The mention of Bedouin shepherds segregating mangy camels is also frequent. On the other hand, those who die during epidemics can be assimilated to shuhadâ (martyrs),2 submission to divine decrees is generally recommended, and this submission, dubbed fatalism, has been frequently addressed by Western travellers and orientalist studies. In 1827, Antoine Barthélemy Clot, a French physician who sailed to

Alexandria to organise the medical staff in Egypt3 was not ready to adopt this interpretation of the Moslem attitude. He was ready to decipher it not as a testimony of archaic resignation but as a profound understanding, based on daily observations, of the true epidemiologic facts, which were still waiting for a rational coherent and global interpretation, undoubtedly the one that was contained in his personal books, that followed behind him, on a different ship. In Egypt, in the first half of the nineteenth century, during Mohammad

‘Ali’s reign, there occurred a confrontation that challenges the currently received ideas on modernity and modernisation in the East. This confrontation was a meeting between the ruler of Egypt, the reformist pasha Mohammad ‘Ali, and the French physician Antoine Barthélemy Clot who had been requested to come, to improve the sanitary situation of the army.

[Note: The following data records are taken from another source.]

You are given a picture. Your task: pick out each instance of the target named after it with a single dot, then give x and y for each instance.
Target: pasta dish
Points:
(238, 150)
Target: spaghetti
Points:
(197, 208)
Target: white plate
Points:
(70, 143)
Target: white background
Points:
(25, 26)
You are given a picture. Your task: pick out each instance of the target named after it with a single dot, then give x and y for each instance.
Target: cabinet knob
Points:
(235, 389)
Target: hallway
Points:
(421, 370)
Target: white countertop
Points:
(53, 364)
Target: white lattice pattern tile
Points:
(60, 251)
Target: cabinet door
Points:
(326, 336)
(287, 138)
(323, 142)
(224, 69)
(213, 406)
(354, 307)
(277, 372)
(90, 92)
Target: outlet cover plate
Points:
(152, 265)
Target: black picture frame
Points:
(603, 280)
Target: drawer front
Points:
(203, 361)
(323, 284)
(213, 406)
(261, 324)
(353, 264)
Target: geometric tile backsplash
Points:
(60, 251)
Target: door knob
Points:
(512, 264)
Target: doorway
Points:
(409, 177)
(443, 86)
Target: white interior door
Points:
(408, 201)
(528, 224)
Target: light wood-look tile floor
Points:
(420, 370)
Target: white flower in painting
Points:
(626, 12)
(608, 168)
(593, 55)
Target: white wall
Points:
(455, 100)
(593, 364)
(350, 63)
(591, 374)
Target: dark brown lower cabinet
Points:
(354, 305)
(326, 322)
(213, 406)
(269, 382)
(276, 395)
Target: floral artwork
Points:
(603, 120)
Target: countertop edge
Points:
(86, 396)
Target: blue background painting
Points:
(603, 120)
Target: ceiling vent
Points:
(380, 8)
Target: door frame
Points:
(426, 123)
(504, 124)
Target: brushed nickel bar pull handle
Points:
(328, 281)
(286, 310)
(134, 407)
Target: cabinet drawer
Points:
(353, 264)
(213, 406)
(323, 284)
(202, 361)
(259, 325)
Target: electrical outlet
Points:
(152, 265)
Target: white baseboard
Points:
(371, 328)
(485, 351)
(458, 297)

The debate involved the management of epidemics, and the most frightening

of all, plague, ‘to call it by its name’ (La Fontaine). The answers to practical questions of quarantine and isolation measures in times of plague and cholera, given respectively by the pasha and Clot, differed profoundly, reflecting, in the latter case, scientific entrenched convictions on the nature of contagion and, in the former, pragmatic observations associated to a shrewd sense of the ‘raison d’état’. This debate on the nature of plague and the means of prevention illustrates the complexity of the public health choices in the epidemiological context, and the difficulty of unravelling the pathways of the disease.